C'est absolument la croix des Manichéens, avec des fleurs et des feuilles. Cette croix qui produit des feuilles et des fleurs (et un fruit aussi, dit-on), est appelée l'arbre divin, l'arbre des dieux, l'arbre de la vie et de la connaissance, produisant ce qui est bon et désirable, et se trouve dans le Paradis terrestre (11) (fig. 46). Comparez ceci avec la manière dont Rome parle de la croix et vous verrez combien la coïncidence est exacte.

Dans l'office de la croix, elle est appelée l'arbre de vie, et on enseigne à ses adorateurs à l'invoquer ainsi : "Salut, ô croix, bois triomphal, véritable salut du monde, de tous les arbres il n'en est point un seul dont les feuille, les fleurs, les boutons puissent être comparés aux tiens ! Ô croix, notre seule espérance, augmente la justice de l'homme pieux, et pardonne les fautes du pécheur (12)." Peut-on croire en lisant le récit scripturaire de la crucifixion, que ce récit ait jamais pu se transformer en cette bizarrerie de feuilles, de fleurs et de boutons, qu'on trouve dans l'office romain. Mais si on considère que la croix Bouddhiste, comme celle de Babylone, était l'emblème certain de Tammuz, qui était connu comme la branche de gui, ou celui qui guérit tout, il est facile de voir pourquoi l'initiale sacrée est couverte de feuilles, et pourquoi Rome, en l'adoptant, l'appelle, le "remède qui maintient la santé, guérit les maladies et fait ce que le pouvoir seul de l'homme ne pourrait jamais faire".

Fig. 45 — Agrandissement de la tête de la figure 22, p. 77. Relisez, p. 230, à propos de la cérémonie du vendredi saint à    Rome,     le    culte

de la croix de feu, et vous verrez le vrai sens de ce culte.
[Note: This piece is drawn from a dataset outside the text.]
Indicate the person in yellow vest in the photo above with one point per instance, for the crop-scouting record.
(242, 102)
Or ce symbole païen paraît s'être introduit tout d'abord dans l'Église chrétienne d'Égypte et dans l'Afrique entière. Une déclaration de Tertullien vers le milieu du IIIe siècle montre à quel point l'Église de Carthage était alors infectée du vieux levain (13). L'Égypte en particulier, qui n'a jamais été entièrement évangélisée, semble avoir, la première, introduit ce symbole païen. La première forme de ce qu'on appelle la croix chrétienne, découverte en Égypte sur des monuments chrétiens, est évidemment le Tau païen, ou signe de vie égyptien. Que le lecteur lise avec soin ce passage de Wilkinson :

Fig. 46 — Les deux croix supérieures     sont     des

étendards de nations païennes et barbares de l'Orient. La croix noire du milieu est le Tau sacré des Égyptiens, ou le signe de vie. Les deux croix inférieures sont des croix Bouddhistes.


"On peut citer un fait bien plus curieux concernant ce caractère hiéroglyphique (le Tau), c'est que les premiers chrétiens l'ont adopté au lieu de la croix, qui, plus tard, lui fut substituée ; ils le mettaient en tête des inscriptions comme on le fit plus tard pour la croix. Car, bien que le docteur Young ait des scrupules à croire les déclarations de Sir A. Edmonstone, d'après lequel on la trouve aussi dans les sépulcres de la grande oasis, je puis affirmer que ce dernier a raison et que beaucoup d'inscriptions avec un Tau en tête sont conservées encore aujourd'hui sur les premiers monuments chrétiens (14)." Voici évidemment ce qu'il faut conclure de cette déclaration : en Égypte, la première forme de ce que plus tard on appela la croix, n'était autre chose que la Crux Ansata, ou le signe de la vie, porté par Osiris et tous les autres dieux égyptiens ; que l'anse ou manche fut plus tard mis de côté et devint le simple Tau ou la croix ordinaire comme on l'a aujourd'hui et que, en la mettant sur les tombes, on n'avait nullement l'intention de rappeler la crucifixion du Nazaréen, mais c'était simplement le résultat d'un profond attachement aux anciens symboles païens, attachement toujours puissant, chez ceux qui, malgré le nom et la profession de chrétiens, sont encore, dans une large mesure, païens de coeur et de sentiments... C'est là et là seulement l'origine de l'adoration de la croix.

Cela paraîtra sans doute bien étrange et bien incroyable à ceux qui ont lu l'histoire de l'Église, comme beaucoup le font, même parmi les protestants, à travers des lunettes romaines ; cela semblera surtout incroyable à ceux qui se rappellent la fameuse histoire de la croix apparaissant miraculeusement à Constantin.